Day 3 – February 3, 2023


Disentangling human tumor-unique immune alterations from non-malignant tissue inflammation
Anti-tumor immunotherapies have achieved remarkable successes in the treatment of cancer, but major challenges remain. An inherent weakness of current treatment approaches is that the therapeutically targeted pathways are not restricted to tumours, but are also found in other tissue microenvironments.
Despite great efforts to define inflammatory processes in the tumour microenvironment, our understanding of tumour-unique immune alterations is limited by a knowledge gap regarding the immune cell function in inflamed human tissues. Here, in an effort to identify such tumour-enriched immune alterations, we used complementary single-cell analysis approaches to interrogate the immune infiltrate in human head and neck squamous cell carcinomas and site-matched non-malignant, inflamed tissues.
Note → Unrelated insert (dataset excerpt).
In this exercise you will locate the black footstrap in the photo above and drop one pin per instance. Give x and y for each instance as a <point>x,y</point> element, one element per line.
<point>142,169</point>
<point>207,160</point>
Our analysis revealed a large overlap in the composition and phenotype of immune cells in tumour and inflamed tissues. Computational analysis identified tumour-enriched immune cell interactions, one of which yields a large population of regulatory T cells (Tregs) that is highly enriched in the tumour and uniquely identified among all haematopoietically-derived cells in blood and tissue by co-expression of ICOS and IL-1 receptor type 1 (IL-1R1). We provide evidence that these intratumoural IL-1R1+ Treg cells had responded to antigen recently and demonstrate that they are clonally expanded with superior suppressive function compared with IL-1R1- Treg cells.
Overall, our work highlights how combining several single-cell techniques with subsequent validation experiments can provide critical new insight into the function of immune cells in human tissues.